Key Design 3: Knowledge Advantage Gap Measurement Framework¶

A quantitative framework is defined as follows: - Baseline KA: \(\text{KA}^{base} = P_R^{base} - P_S^{base}\), the contribution of pure parametric knowledge. - Augmented KA: \(\text{KA}^{ext} = P_R^{ext} - P_S^{ext}\), the gap after knowledge augmentation. - Gap reduction: \(\text{KA}^{base} - \text{KA}^{ext}\), measuring how much the augmentation closes the gap.
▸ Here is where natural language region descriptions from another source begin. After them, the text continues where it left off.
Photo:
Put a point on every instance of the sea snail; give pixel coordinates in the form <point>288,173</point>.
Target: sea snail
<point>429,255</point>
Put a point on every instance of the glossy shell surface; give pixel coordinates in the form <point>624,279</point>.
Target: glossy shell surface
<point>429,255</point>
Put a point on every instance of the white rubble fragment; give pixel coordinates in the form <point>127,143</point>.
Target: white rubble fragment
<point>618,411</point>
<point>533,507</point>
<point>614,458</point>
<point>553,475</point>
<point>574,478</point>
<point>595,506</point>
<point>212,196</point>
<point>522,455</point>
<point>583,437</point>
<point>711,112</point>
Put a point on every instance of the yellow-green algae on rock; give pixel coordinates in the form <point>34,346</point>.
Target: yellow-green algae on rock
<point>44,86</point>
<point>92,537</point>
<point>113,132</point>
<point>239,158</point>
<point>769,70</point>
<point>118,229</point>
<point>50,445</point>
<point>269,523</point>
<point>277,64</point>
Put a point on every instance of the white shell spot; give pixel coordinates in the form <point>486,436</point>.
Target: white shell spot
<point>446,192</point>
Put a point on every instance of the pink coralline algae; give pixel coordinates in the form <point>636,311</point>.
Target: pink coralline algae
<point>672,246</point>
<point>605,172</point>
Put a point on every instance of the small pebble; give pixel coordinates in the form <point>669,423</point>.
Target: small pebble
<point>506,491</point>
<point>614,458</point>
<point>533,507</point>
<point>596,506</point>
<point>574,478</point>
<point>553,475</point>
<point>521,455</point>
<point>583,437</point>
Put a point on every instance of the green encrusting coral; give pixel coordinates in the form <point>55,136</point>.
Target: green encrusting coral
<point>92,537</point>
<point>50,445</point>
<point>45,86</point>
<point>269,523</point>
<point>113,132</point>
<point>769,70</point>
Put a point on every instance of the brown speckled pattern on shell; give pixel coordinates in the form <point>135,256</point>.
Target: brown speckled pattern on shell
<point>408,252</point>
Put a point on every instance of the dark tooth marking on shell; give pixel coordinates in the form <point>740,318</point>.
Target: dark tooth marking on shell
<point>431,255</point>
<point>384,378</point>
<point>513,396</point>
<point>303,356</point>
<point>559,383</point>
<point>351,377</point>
In the baseline setting, \(P_S^{base}\) approaches chance (parametric knowledge is inapplicable), so \(\text{KA}^{base}\) directly reflects the degree to which models rely on memorization.

Key Experimental Results¶

Main Results¶

Six models are evaluated: GPT-5-mini, Gemini-2.0-Flash, gpt-oss-20B, gpt-oss-120B, Kimi-K2-Instruct, and Kimi-K2-Thinking.

Multi-hop QA (F1 Score):

Setting	GPT-5-mini RM	GPT-5-mini SM	KA
Closed-book	~20	~0	~20
One-step RAG	Improved	Improved but less	Widened (−4.0)
IRCoT + RAG	Further improved	Substantially improved	Narrowed (+5.2)
Reading Comprehension	High	Comparable or higher	~0

Key findings: - SM accuracy is near zero in the closed-book setting, validating the synthetic world design. - One-step RAG widens the KA gap — the gain for RM exceeds that for SM, indicating that the retriever itself depends on parametric knowledge. - IRCoT + RAG, which interleaves retrieval and reasoning, narrows the gap: by 5.2 points for GPT-5-mini and 10.3 points for Gemini-2.0-Flash.
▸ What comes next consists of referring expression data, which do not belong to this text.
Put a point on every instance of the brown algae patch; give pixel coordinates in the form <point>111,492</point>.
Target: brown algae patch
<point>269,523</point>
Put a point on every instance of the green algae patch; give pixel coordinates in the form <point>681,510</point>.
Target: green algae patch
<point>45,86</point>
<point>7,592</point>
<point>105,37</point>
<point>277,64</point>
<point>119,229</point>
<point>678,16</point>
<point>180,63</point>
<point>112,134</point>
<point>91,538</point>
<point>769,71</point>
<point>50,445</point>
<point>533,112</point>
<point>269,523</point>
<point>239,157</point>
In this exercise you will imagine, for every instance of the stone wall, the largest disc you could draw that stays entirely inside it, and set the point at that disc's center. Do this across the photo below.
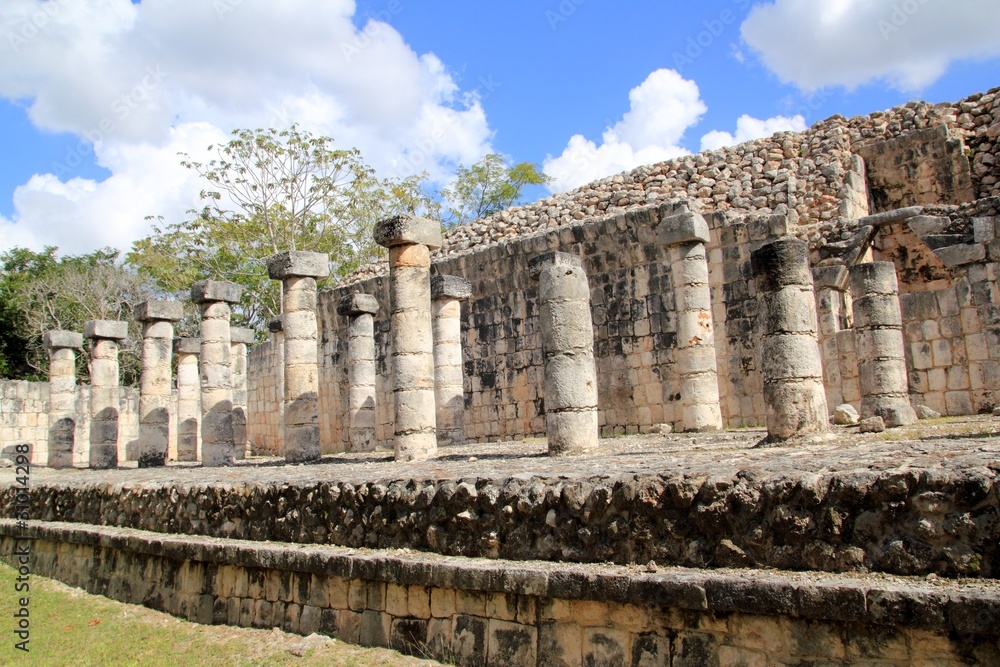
(502, 613)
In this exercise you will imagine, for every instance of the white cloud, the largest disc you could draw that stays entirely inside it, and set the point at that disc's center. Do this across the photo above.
(908, 43)
(749, 128)
(144, 82)
(661, 109)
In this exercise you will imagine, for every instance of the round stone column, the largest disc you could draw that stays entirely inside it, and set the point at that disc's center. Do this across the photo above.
(878, 330)
(410, 241)
(62, 347)
(568, 345)
(188, 398)
(360, 309)
(240, 339)
(686, 234)
(157, 318)
(447, 294)
(105, 391)
(215, 299)
(792, 370)
(298, 272)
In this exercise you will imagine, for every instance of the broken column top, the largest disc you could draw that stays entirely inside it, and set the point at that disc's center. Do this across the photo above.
(187, 346)
(552, 258)
(215, 290)
(357, 304)
(162, 311)
(684, 227)
(450, 287)
(298, 264)
(242, 335)
(58, 339)
(105, 329)
(408, 230)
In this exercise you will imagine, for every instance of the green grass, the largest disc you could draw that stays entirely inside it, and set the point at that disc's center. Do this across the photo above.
(71, 628)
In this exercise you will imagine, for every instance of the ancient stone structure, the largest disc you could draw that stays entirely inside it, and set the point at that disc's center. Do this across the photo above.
(447, 294)
(360, 309)
(409, 241)
(791, 364)
(298, 272)
(155, 401)
(878, 325)
(686, 234)
(105, 399)
(62, 347)
(215, 299)
(568, 345)
(240, 338)
(188, 399)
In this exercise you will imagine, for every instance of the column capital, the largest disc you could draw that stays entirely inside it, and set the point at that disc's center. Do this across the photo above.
(105, 329)
(298, 264)
(450, 287)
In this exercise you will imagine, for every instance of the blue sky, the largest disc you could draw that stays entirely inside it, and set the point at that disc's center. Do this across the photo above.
(97, 97)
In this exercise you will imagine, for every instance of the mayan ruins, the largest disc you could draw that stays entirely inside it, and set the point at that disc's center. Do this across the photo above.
(740, 407)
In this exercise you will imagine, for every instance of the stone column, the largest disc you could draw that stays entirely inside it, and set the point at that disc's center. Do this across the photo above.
(447, 294)
(361, 310)
(878, 327)
(686, 234)
(157, 318)
(105, 396)
(568, 345)
(240, 339)
(188, 398)
(792, 370)
(62, 347)
(410, 241)
(215, 299)
(298, 272)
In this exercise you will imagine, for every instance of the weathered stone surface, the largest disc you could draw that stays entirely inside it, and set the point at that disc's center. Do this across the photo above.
(106, 329)
(167, 311)
(215, 290)
(405, 230)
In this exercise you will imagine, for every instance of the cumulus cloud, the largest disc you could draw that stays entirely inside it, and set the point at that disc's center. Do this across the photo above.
(140, 83)
(661, 109)
(908, 43)
(749, 128)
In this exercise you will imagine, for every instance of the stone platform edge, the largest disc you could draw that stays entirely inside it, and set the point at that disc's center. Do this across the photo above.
(943, 606)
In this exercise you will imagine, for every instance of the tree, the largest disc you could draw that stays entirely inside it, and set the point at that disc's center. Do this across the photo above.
(487, 187)
(271, 192)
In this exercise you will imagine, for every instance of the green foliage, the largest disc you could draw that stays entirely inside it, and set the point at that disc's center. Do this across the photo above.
(271, 192)
(487, 187)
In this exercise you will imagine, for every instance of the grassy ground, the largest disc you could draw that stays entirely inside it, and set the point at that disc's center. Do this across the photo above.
(71, 628)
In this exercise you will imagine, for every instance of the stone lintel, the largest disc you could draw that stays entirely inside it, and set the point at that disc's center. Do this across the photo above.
(408, 230)
(105, 329)
(215, 290)
(298, 264)
(686, 227)
(187, 346)
(158, 311)
(552, 258)
(357, 304)
(242, 335)
(59, 339)
(450, 287)
(830, 277)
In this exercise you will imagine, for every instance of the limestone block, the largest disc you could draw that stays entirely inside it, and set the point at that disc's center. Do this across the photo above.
(214, 290)
(105, 329)
(298, 264)
(166, 311)
(407, 230)
(62, 340)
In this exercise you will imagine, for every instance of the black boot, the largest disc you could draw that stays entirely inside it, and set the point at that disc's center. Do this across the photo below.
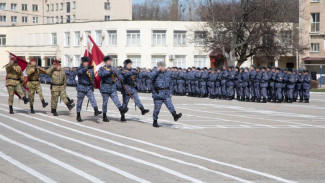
(11, 110)
(155, 124)
(97, 112)
(79, 117)
(105, 119)
(44, 103)
(144, 111)
(26, 100)
(32, 109)
(70, 106)
(54, 112)
(176, 116)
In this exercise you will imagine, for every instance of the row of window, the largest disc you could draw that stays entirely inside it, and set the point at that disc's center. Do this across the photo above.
(14, 19)
(133, 37)
(178, 60)
(14, 7)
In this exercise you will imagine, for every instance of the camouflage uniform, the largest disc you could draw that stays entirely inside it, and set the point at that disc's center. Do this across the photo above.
(15, 78)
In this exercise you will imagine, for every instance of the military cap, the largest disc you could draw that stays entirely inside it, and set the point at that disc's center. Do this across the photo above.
(85, 59)
(127, 61)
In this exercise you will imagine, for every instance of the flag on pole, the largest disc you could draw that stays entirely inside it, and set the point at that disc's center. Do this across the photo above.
(23, 65)
(96, 58)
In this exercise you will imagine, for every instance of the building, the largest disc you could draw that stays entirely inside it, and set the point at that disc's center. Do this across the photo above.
(312, 33)
(144, 42)
(31, 12)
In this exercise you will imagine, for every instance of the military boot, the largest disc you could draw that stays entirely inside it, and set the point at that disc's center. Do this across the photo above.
(44, 103)
(54, 112)
(26, 100)
(105, 119)
(155, 124)
(144, 111)
(79, 117)
(70, 106)
(11, 110)
(97, 112)
(32, 109)
(176, 116)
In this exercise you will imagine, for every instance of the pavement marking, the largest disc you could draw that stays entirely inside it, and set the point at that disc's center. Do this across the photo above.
(165, 169)
(53, 160)
(97, 162)
(176, 151)
(26, 168)
(142, 150)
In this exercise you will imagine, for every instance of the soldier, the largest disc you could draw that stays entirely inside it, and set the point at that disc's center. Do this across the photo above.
(15, 79)
(162, 92)
(306, 86)
(58, 87)
(85, 87)
(129, 80)
(108, 75)
(33, 72)
(264, 83)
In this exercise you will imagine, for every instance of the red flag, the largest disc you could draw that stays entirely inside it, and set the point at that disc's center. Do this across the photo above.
(96, 58)
(23, 65)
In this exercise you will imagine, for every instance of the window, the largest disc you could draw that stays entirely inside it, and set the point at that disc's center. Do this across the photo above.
(157, 58)
(200, 61)
(35, 7)
(3, 19)
(2, 6)
(112, 38)
(76, 60)
(158, 38)
(107, 18)
(67, 39)
(35, 19)
(286, 38)
(76, 38)
(136, 60)
(24, 19)
(107, 6)
(199, 37)
(13, 7)
(179, 38)
(99, 37)
(180, 61)
(54, 39)
(24, 7)
(314, 47)
(13, 19)
(3, 40)
(133, 38)
(67, 61)
(315, 21)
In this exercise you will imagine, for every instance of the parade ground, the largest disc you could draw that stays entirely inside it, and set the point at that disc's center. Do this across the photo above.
(214, 141)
Page Navigation (Success Rate):

Setting	GPT-5-mini RM	GPT-5-mini SM	KA
Links Only	High	Low	~30
Content + Links	High	Moderately improved	~20.7 (narrowed by 9.3)
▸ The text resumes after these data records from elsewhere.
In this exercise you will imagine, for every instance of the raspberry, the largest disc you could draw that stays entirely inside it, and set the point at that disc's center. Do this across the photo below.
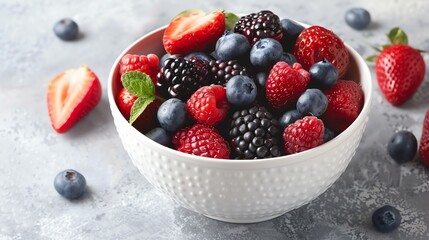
(302, 135)
(208, 105)
(424, 141)
(254, 134)
(179, 78)
(256, 26)
(345, 101)
(147, 64)
(201, 140)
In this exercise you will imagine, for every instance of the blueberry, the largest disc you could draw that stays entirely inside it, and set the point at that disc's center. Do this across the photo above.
(172, 114)
(160, 136)
(66, 29)
(313, 102)
(358, 18)
(323, 74)
(265, 53)
(289, 117)
(291, 31)
(165, 57)
(261, 78)
(328, 135)
(402, 146)
(288, 58)
(200, 55)
(241, 91)
(232, 46)
(386, 219)
(70, 184)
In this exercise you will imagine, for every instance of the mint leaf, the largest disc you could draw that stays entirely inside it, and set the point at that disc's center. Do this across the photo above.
(371, 58)
(398, 36)
(230, 20)
(138, 84)
(139, 106)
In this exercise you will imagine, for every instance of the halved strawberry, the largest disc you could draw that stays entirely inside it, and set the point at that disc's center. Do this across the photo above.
(72, 95)
(193, 31)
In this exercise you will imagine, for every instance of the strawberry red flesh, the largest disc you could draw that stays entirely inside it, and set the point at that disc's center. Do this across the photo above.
(400, 69)
(193, 32)
(71, 96)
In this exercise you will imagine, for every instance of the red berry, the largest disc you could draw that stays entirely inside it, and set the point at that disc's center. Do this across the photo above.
(400, 69)
(71, 96)
(147, 64)
(285, 84)
(193, 31)
(317, 43)
(147, 120)
(208, 105)
(304, 134)
(345, 101)
(201, 140)
(424, 141)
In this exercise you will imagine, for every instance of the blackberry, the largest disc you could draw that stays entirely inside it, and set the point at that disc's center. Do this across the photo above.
(179, 78)
(255, 26)
(222, 71)
(254, 134)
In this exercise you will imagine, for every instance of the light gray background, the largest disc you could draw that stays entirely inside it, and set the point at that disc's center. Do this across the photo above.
(121, 204)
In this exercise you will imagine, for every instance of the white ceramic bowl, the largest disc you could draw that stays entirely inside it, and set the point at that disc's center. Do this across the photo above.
(239, 191)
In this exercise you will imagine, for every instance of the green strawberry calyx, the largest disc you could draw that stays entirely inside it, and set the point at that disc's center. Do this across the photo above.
(396, 36)
(140, 85)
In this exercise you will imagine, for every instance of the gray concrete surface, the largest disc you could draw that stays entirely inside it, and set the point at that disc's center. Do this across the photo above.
(120, 203)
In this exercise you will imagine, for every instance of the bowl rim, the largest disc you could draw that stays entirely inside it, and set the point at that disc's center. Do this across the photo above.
(283, 160)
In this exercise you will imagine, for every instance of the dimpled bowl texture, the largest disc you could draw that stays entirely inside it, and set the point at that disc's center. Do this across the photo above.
(239, 191)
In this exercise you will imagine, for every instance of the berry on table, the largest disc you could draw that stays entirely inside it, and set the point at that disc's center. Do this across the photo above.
(312, 102)
(254, 134)
(241, 91)
(232, 46)
(201, 140)
(323, 74)
(66, 29)
(265, 53)
(304, 134)
(160, 136)
(70, 184)
(358, 18)
(289, 117)
(222, 71)
(345, 101)
(179, 78)
(386, 219)
(256, 26)
(208, 105)
(291, 31)
(172, 114)
(146, 64)
(285, 84)
(402, 146)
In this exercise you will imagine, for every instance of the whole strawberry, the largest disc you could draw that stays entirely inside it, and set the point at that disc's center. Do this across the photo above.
(345, 101)
(304, 134)
(424, 141)
(285, 84)
(316, 43)
(201, 140)
(400, 69)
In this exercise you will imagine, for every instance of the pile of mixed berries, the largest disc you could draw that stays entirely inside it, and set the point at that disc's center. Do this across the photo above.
(240, 88)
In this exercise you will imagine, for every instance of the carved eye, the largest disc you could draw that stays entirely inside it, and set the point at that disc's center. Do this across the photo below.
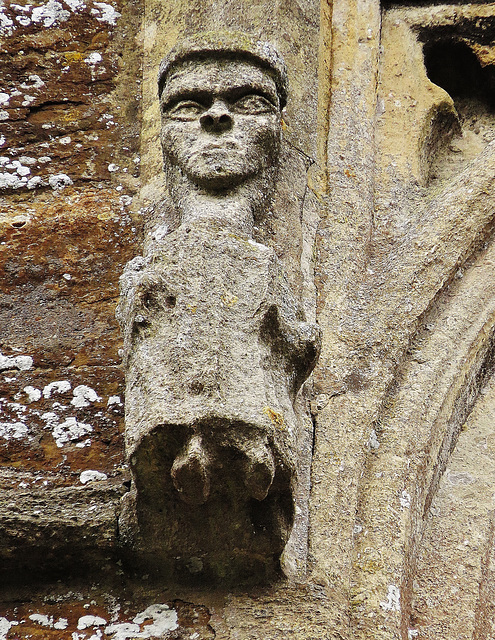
(184, 110)
(254, 104)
Providing page content substantially improves SM performance, yet a gap persists.
Under the Links Only condition, 48% (GPT-5-mini) and 60% (Gemini-2.0-Flash) of reasoning steps reference entities absent from the current page, indicating reliance on external parametric knowledge.

Ablation Study¶

Effect of Reasoning Difficulty on KA:

Task Difficulty	QA 2-hop KA	QA 4-hop KA	Nav Easy KA	Nav Hard KA
Closed-book / Links Only	Larger	Smaller (RM also drops)	Smaller	Larger
With augmentation	Narrowed	Partially narrowed	Substantially narrowed	Partially narrowed

On simple QA tasks, the RM advantage is larger (direct recall is easier); on harder tasks, RM performance also degrades.
In the Reading Comprehension setting, SM performance matches or exceeds RM, suggesting that parametric knowledge may interfere with context-based reasoning.
On navigation tasks, harder paths yield larger KA — models rely on parametric knowledge to take "shortcuts."

Highlights & Insights¶

Elegant experimental design: The parallel-world construction genuinely decouples reasoning from memorization in a way not previously achieved in the literature.
Surprising and insightful findings: The discovery that one-step RAG widens the KA gap reveals that LM-based retrievers are themselves dependent on parametric knowledge.
Fully automatic and scalable framework: New corpora can be generated on demand, preventing evaluation sets from being subsumed by model training data.
Comprehensive coverage: 6 models × multiple augmentation strategies × 2 task types.
The Knowledge Advantage Gap framework is clear and practically applicable to other evaluation scenarios.

Limitations & Future Work¶

Validation is currently limited to corpora constructed from Wikidata; generalizability to other knowledge graphs or domains (e.g., code, mathematics) remains to be demonstrated.
Although synthetic names are type-consistent, they may introduce subtle distributional shifts (e.g., differing statistical properties of names) that affect some results.
The paper is categorized under robotics, but its content is squarely within LLM evaluation — a misclassification.

Rating¶

⭐⭐⭐⭐⭐ — The experimental design is exceptionally elegant, achieving for the first time a controlled decoupling of reasoning and memorization in LLMs. The KA framework and the finding that one-step RAG widens the gap have far-reaching implications for the evaluation of RAG systems and agent architectures.